Monday, Jul. 12, 1954

Free Press & Fair Trial

In criminal cases the prosecutor is often the first to run to the press with word that he has a confession and is sure of a conviction. On their part defense counsel are just as eager to try their cases in the press. Do such shenanigans hinder justice? They certainly do, says the New York State Bar Association's Committee on Civil Rights. At Saranac Inn, N.Y. last week, the Bar Association was considering a committee proposal to stop lawyers from talking to the press. The proposal called for state legislation making it "unlawful" for either prosecutor or defense attorney to talk before trial about evidence in a criminal case.

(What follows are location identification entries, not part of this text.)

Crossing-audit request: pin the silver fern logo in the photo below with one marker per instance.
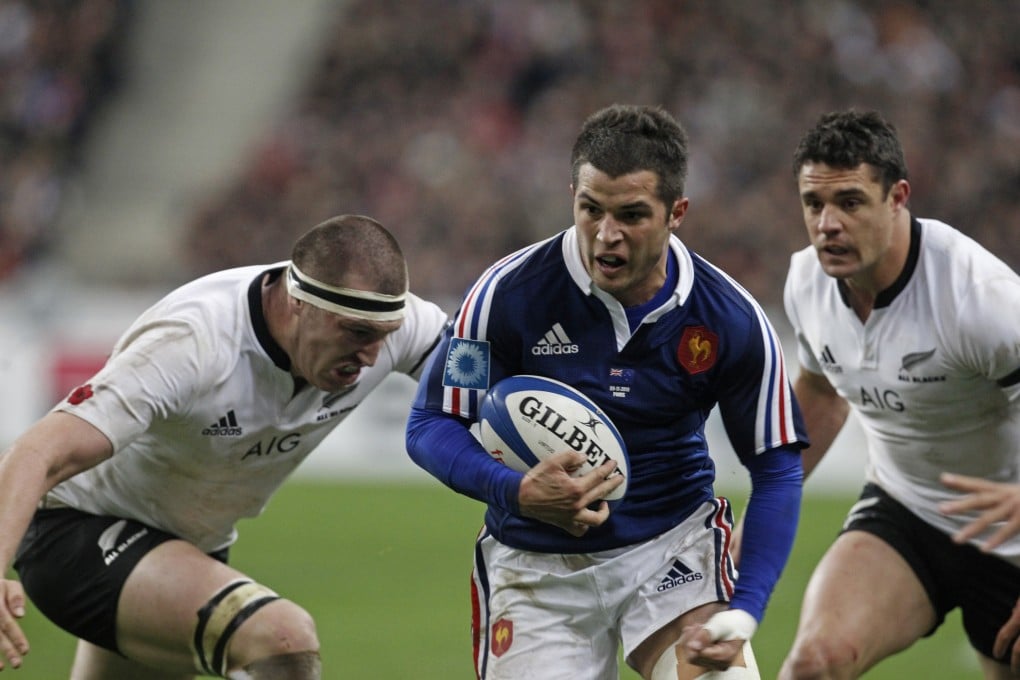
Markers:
(915, 358)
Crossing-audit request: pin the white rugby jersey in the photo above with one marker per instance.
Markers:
(933, 372)
(199, 404)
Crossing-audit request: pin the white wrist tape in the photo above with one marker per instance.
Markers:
(731, 625)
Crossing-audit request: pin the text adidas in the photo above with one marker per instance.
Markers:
(546, 350)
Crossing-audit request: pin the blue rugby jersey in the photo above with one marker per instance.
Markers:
(537, 312)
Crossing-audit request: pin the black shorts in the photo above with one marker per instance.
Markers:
(984, 587)
(73, 566)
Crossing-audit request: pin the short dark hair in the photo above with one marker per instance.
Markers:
(349, 247)
(847, 139)
(623, 139)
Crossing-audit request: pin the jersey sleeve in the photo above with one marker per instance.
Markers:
(988, 337)
(417, 336)
(756, 400)
(440, 440)
(153, 374)
(805, 355)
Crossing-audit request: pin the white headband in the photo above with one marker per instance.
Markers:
(360, 304)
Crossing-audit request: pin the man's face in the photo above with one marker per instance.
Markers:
(623, 230)
(332, 350)
(850, 219)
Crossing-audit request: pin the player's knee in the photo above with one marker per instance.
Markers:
(285, 633)
(299, 666)
(667, 667)
(813, 659)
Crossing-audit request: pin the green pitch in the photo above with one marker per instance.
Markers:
(385, 570)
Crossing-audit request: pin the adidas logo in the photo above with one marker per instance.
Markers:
(225, 426)
(678, 574)
(828, 361)
(555, 342)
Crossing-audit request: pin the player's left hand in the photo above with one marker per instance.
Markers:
(1009, 636)
(701, 649)
(997, 502)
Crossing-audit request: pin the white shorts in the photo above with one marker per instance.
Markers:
(549, 616)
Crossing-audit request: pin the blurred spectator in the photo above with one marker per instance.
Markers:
(448, 121)
(58, 62)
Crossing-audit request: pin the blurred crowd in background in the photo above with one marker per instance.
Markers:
(60, 61)
(451, 120)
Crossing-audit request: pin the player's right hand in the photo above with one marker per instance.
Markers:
(13, 643)
(551, 494)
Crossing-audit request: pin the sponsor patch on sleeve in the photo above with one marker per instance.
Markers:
(466, 364)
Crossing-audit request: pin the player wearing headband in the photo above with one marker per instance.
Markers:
(128, 491)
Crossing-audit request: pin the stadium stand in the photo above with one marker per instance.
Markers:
(450, 121)
(59, 63)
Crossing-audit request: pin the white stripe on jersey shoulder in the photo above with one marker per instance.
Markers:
(472, 319)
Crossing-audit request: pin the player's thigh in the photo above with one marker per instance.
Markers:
(863, 593)
(94, 663)
(645, 657)
(157, 614)
(538, 617)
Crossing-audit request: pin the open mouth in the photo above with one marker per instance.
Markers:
(610, 263)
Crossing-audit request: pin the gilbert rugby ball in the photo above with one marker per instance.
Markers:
(524, 419)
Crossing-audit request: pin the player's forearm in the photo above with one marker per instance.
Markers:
(448, 451)
(22, 483)
(824, 415)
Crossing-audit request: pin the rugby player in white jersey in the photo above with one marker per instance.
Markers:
(126, 493)
(658, 337)
(916, 328)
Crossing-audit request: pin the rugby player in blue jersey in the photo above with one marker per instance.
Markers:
(915, 328)
(619, 308)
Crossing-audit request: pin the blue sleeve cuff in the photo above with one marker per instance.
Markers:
(769, 526)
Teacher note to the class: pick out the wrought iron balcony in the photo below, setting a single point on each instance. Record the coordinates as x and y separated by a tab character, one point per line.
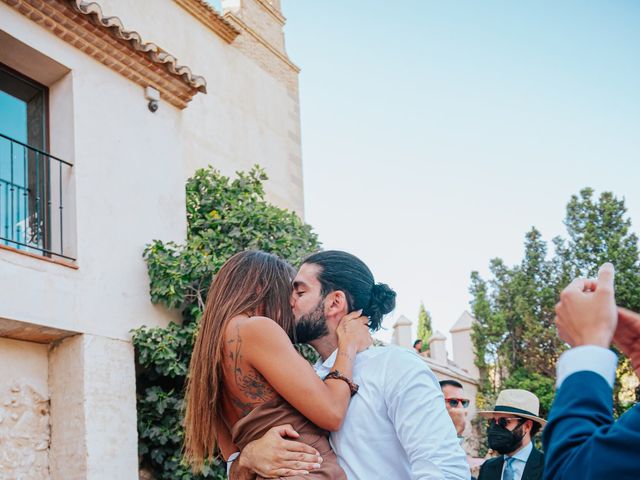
32	210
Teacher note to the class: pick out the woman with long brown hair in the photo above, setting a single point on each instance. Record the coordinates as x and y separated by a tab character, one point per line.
245	375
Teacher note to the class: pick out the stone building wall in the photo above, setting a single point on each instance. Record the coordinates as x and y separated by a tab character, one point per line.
24	411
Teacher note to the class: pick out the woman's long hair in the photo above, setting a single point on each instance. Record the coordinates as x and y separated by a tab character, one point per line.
250	283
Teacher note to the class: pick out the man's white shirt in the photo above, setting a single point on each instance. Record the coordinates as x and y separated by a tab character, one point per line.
590	358
397	425
519	463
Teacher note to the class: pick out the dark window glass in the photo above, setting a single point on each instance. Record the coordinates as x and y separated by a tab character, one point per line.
24	170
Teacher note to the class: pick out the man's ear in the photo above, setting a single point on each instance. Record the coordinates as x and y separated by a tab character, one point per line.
336	305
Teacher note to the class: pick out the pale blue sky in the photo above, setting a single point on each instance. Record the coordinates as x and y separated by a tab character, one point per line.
435	134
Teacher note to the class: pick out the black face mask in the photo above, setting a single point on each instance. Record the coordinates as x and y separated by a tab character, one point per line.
504	441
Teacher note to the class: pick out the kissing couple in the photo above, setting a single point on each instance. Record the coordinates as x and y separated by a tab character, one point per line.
364	413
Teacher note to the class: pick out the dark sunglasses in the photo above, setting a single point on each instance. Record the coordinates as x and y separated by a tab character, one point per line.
504	421
454	402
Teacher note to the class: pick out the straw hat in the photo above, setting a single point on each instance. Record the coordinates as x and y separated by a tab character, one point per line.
521	403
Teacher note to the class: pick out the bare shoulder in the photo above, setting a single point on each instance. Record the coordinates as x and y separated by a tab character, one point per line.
256	329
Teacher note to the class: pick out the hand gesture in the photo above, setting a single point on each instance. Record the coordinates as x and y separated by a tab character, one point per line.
586	313
272	456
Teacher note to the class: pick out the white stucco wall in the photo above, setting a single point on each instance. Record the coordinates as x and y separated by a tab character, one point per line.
126	190
130	164
248	116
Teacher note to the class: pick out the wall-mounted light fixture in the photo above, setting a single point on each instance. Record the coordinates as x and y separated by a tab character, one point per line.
153	96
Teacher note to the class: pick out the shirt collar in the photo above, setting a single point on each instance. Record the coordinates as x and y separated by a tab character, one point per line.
523	455
322	367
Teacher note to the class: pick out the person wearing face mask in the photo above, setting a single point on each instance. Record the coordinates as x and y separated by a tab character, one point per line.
512	424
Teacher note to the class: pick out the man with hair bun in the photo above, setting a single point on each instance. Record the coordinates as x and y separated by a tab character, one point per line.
396	426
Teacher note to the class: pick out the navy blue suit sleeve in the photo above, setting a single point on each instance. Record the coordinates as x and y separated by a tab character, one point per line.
583	441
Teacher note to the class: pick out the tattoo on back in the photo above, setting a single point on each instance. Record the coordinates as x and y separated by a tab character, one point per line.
249	381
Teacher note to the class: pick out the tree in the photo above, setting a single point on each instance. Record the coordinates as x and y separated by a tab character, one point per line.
515	336
224	217
425	329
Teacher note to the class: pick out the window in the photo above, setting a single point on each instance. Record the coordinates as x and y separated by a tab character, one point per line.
30	178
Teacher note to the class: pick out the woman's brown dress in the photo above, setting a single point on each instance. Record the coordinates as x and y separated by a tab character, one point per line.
278	412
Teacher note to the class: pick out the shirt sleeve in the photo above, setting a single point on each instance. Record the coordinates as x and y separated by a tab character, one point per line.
416	408
590	358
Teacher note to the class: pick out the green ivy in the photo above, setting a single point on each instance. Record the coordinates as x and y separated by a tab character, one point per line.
224	216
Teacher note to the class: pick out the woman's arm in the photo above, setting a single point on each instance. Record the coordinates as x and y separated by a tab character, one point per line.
267	348
224	441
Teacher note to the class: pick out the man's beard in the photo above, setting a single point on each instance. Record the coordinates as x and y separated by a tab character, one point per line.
312	325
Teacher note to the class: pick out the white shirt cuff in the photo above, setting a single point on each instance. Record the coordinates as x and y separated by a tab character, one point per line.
589	358
230	461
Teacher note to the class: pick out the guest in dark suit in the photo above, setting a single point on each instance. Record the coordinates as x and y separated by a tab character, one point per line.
582	440
512	424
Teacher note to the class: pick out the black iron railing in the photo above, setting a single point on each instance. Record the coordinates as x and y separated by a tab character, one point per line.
32	197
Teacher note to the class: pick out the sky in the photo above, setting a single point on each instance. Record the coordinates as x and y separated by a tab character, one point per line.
435	134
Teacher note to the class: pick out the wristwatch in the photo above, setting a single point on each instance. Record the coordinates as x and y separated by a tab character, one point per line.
338	376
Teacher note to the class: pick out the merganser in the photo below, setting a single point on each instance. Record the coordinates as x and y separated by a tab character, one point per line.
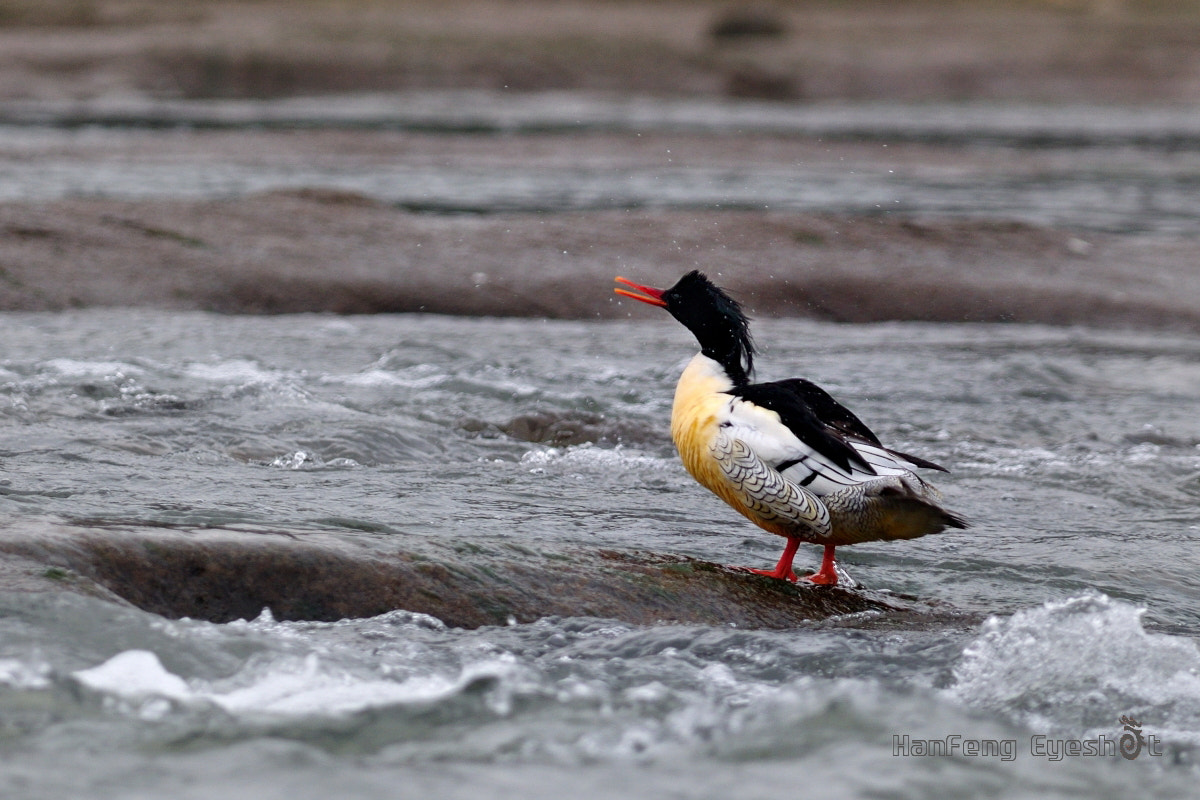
785	453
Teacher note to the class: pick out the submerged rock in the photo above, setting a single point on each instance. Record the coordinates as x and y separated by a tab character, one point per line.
227	575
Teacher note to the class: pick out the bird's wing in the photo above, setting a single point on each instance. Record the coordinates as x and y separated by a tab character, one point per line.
810	438
841	420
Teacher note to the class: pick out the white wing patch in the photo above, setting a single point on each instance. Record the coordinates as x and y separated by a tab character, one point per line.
763	433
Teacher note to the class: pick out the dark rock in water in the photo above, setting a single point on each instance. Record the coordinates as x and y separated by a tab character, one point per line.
227	575
748	22
562	431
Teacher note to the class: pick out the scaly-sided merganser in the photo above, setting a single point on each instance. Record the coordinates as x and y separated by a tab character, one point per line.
785	455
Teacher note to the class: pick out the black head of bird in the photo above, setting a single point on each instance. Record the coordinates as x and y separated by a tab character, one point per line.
714	318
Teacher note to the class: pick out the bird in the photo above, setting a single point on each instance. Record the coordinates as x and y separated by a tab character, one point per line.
785	453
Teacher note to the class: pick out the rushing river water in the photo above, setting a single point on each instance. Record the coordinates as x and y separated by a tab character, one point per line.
1073	452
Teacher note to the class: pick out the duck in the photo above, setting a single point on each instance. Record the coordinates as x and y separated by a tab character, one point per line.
785	453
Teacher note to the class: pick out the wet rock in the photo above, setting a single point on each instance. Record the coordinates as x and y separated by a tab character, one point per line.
226	575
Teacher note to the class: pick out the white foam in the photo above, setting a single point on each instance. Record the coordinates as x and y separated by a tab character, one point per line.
73	368
287	686
238	371
135	675
591	457
1078	662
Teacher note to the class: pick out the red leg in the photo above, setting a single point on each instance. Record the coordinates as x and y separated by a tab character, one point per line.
784	569
827	576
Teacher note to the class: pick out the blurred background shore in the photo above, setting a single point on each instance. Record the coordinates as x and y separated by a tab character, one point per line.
1029	161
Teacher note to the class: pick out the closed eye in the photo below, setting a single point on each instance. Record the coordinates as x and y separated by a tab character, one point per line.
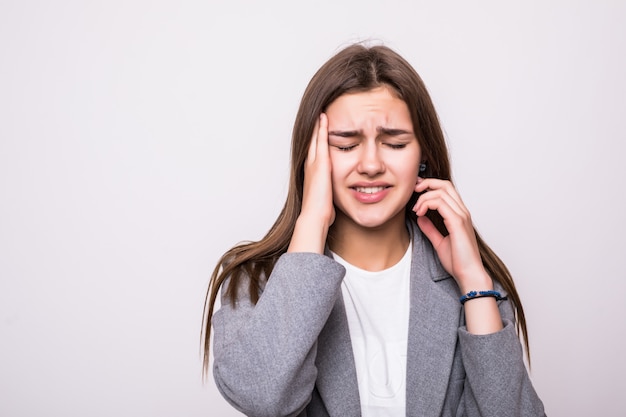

But the committee reckoned without Alexander F. ("Casey") Jones, executive editor of the Syracuse Herald-Journal, onetime head of the American Society of Newspaper Editors and a debater at the lawyers' convention. Jones interpreted the proposal as "an out and out press gag." Said he: "If this had come up 15 years ago, I would guess the author to be Goebbels. [For every] case where newspapers have [caused a man to be] sent to prison in a miscarriage of justice, [there are] ten where citizens won freedom through the ceaseless efforts of hard-working newspapermen.'' After hearing that, the New York lawyers substituted a watered-down proposal to "condemn as unprofessional press releases and public statements by lawyers . . . which may interfere with a fair trial ..." On getting word of this, the Atlanta Bar Association went further.

Its executive committee passed a resolution calling for legislation that would make a newspaper liable for contempt if it published "one-sided or prejudicial news commentary" about a case before or during trial.

Gag Attempt? Even the watered-down New York resolution was too much for some editors, including Casey Jones, to take. Snapped the New York Daily News in an editorial: "[We will] fight this gag attempt in every . . . way [we] can think up." Said the trade paper Editor & Publisher: "It will be the people who eventually will suffer ..."

Around the U.S., editors agreed that the resolution was a step in the wrong direction. To City Editor Ralph Shawhan of the Los Angeles Mirror, it was the beginning of "a gradual attempt [by] all the little pipsqueaks and politicians to suppress the news generally." Said Executive Editor Basil L. ("Stuffy") Walters of the Chicago Daily News: "Editors are getting pretty sore with lawyers who seem to believe courts belong to them . . ."

Sound from the Neck. To nobody's great surprise, the lone journalistic voice raised in all-out defense of a ban on pretrial reporting came from Columnist Westbrook Pegler, who is having his own court troubles (see below). Said Pegler in his column: "The contention that [such a ban] would violate freedom of the press is only a neck-sound unrelated to the heart of the subject."

Pegler went on to decry the coverage of a current story about wife-swapping parties and murder at Amesbury, Mass. But the New York Journal-American, which carries Pegler's column, seemed oblivious to the neck-sounds emanating from that quarter. Same day, same edition, it ran a Page One streamer on the Amesbury case: 'PASSION' SLAYER REPORTED READY TO INVOLVE LOVER.